I've always had a love of the off-kilter sports. I'd love cricket if it wasn't so quintessentially British and impenetrable to the average Uh-Mericun mind. So I wanted this new exciting thing to succeed.
Then I paid attention to the game. I noticed how some runs were crazily improbable. A team gaining a 10 point lead, only to lose 10 points in a single run? And that elaborate bit of skating-gymnastics seems so improbable! How did it work? Then it dawned on me; the bouts were staged. Maybe not all of them, but enough to taint the experience. Like WWF years ago, and dodge-ball years later, off-kilter sports in their early iterations must go through a deal of pomp and circumstance before they come into their own.
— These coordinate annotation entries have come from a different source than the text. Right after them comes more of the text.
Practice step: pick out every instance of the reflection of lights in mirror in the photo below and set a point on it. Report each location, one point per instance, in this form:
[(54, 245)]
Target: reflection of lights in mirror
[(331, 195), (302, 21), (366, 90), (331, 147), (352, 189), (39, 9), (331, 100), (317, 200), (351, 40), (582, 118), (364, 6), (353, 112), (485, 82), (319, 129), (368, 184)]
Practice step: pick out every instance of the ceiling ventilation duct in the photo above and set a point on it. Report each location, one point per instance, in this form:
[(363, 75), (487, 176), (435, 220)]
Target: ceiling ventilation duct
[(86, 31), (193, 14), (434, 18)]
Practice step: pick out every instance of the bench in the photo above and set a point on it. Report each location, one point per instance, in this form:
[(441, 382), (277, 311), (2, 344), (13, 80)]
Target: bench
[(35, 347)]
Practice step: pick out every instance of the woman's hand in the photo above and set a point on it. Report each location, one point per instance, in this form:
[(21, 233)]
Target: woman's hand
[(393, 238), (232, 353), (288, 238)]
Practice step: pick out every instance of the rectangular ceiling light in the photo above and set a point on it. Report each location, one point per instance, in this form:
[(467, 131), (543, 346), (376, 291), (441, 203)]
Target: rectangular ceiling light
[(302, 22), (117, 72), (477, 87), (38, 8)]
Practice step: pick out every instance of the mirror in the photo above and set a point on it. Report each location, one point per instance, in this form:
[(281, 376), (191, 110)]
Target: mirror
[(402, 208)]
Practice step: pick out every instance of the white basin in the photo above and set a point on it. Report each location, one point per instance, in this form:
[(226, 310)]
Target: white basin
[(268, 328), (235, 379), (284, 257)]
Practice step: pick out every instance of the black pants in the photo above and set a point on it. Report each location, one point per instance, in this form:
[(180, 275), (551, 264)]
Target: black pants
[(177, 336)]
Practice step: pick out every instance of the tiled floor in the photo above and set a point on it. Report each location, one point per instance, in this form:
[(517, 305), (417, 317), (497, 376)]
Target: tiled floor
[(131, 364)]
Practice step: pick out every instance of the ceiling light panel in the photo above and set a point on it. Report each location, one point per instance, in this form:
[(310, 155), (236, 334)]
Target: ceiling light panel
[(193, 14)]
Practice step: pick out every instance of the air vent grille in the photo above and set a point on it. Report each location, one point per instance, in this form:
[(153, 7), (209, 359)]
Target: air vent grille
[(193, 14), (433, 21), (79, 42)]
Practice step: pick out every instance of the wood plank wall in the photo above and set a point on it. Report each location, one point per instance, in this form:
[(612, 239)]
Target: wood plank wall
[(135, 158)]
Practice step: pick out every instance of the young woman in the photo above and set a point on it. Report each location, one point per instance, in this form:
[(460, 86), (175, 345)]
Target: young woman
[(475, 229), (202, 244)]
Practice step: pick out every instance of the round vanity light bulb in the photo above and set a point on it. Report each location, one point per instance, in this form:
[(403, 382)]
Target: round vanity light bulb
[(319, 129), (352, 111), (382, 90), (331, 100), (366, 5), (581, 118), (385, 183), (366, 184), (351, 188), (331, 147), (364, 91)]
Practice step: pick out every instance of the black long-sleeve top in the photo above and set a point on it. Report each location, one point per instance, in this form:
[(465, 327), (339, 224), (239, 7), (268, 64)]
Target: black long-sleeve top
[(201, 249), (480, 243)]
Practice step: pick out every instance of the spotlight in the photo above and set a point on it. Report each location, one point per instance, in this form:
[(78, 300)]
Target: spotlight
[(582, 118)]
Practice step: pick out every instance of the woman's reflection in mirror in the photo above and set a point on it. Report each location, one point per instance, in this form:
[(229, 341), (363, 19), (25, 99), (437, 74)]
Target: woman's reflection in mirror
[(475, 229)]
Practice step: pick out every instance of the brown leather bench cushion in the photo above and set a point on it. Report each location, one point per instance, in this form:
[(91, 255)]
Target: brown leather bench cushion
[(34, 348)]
To pull viewers, high drama must replace solid fundamentals. American Gladiators did the same thing.
This sort of betrayal of gamesmanship breaks my heart. Professional wrestling is one thing (and I'm not condemning it; it's a fine bit of theatrics and athletic demonstration, but not what I'd call a sport), but you can't present something you're calling a legitimate sport and a dramatic piece with a known outcome in the same gesture. Give me one or the other, don't tart up one to look like something it's not.

Where The Wind Comes Sweepin'
I'm from Oklahoma. Roller Derby is pretty popular in Oklahoma, as popular as it is anywhere I think. And yet, 24 years living there, I never did go to a match. My friends went a couple times, but I never did go with them. It was a time of my life where sitting in and moping seemed more reasonable than drinking cheap beer and watching ladies hit other ladies at high speed. Christ, to be young again!

Cut To the Chase

I'm 27, I'm living on my own in Boston, I have a car, a job, and the power to make my own decisions. And Roller Derby is "The fastest growing sport around," and even though "Around" technically means the 50 ft. circle around the Shriners Auditorium, it is still accessible to a guy like me. So finally, after a long time coming, I went to see a 2 bout lineup of Roller Derby. And it was absolutely nothing like I envisioned all those years ago.